Dia mengharapkan dengan rapid test dan tes swab kali ini, tambah dia, Pemkot Surabaya bisa melakukan penyaringan orang-orang yang terkena COVID-19. Sehingga bisa ditangani lebih baik oleh Pemkot Surabaya.

Sementara Wali Kota Surabaya Tri Rismaharini mengaku warga yang menjalani rapid test dan hasilnya reaktif langsung dilakukan tes swab. Setelah swab hasilnya positif dan menunjukkan gejala langsung dibawa ke rumah sakit untuk menjalani perawatan lanjutan.

"Tapi jika positif namun tidak menunjukkan gejala langsung diisolasi di Asrama Haji Sukolilo dan tiga hotel yang sudah ditunjuk Pemkot Surabaya. Nantinya mereka akan diisolasi sekitar 2 minggu dan akan dilakukan tahapan selanjutnya," tegas Risma di lokasi.

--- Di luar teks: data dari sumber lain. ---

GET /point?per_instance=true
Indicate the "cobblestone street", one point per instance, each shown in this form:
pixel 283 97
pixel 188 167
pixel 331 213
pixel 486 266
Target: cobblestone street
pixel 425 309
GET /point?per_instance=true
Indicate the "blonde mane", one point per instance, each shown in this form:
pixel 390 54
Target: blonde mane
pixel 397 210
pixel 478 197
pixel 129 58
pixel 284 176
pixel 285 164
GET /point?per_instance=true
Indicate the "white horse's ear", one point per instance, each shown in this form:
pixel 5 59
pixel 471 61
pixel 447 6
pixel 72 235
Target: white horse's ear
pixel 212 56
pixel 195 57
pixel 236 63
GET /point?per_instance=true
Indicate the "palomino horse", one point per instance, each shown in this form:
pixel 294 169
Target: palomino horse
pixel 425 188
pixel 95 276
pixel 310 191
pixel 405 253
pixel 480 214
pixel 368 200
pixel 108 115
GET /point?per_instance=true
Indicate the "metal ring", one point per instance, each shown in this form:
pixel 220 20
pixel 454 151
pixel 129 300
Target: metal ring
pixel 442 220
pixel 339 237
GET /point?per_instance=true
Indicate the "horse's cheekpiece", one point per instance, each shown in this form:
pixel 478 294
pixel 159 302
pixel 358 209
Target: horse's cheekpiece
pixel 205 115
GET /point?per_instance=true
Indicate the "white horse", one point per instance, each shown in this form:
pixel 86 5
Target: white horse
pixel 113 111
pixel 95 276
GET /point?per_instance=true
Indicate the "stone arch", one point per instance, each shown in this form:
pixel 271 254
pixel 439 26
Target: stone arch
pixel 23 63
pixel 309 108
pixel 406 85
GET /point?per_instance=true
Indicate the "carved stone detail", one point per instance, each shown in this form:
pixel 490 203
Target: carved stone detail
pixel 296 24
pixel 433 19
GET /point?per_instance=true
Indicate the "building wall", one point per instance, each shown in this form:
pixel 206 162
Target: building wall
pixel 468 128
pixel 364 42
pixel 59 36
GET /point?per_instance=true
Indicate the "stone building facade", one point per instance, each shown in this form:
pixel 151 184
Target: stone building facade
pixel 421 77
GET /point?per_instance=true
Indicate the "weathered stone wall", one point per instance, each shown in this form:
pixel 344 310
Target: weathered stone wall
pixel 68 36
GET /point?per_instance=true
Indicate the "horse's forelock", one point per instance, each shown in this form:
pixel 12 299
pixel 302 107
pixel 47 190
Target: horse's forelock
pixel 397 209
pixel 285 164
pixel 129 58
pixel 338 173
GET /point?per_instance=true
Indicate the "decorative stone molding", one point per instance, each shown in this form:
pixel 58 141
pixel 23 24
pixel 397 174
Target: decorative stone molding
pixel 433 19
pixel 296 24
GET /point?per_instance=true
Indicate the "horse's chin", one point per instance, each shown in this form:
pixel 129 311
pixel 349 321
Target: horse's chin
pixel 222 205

Pemkot Surabaya bekerja sama dengan Badan Intelijen Negara (BIN) menggelar rapid test dan tes swab massal. Tes tersebut diikuti ratusan warga Surabaya dari zona merah. Ini diharapkan bisa membantu percepatan penanganan COVID-19 di Surabaya.

Rapid test dan tes swab massal itu digelar di halaman Gedung Siola Jalan Tunjungan. Wali Kota Surabaya Tri Rismaharini bersama Sestama BIN, Komjen Pol Bambang Sunarwibowo juga hadir untuk memantau secara langsung.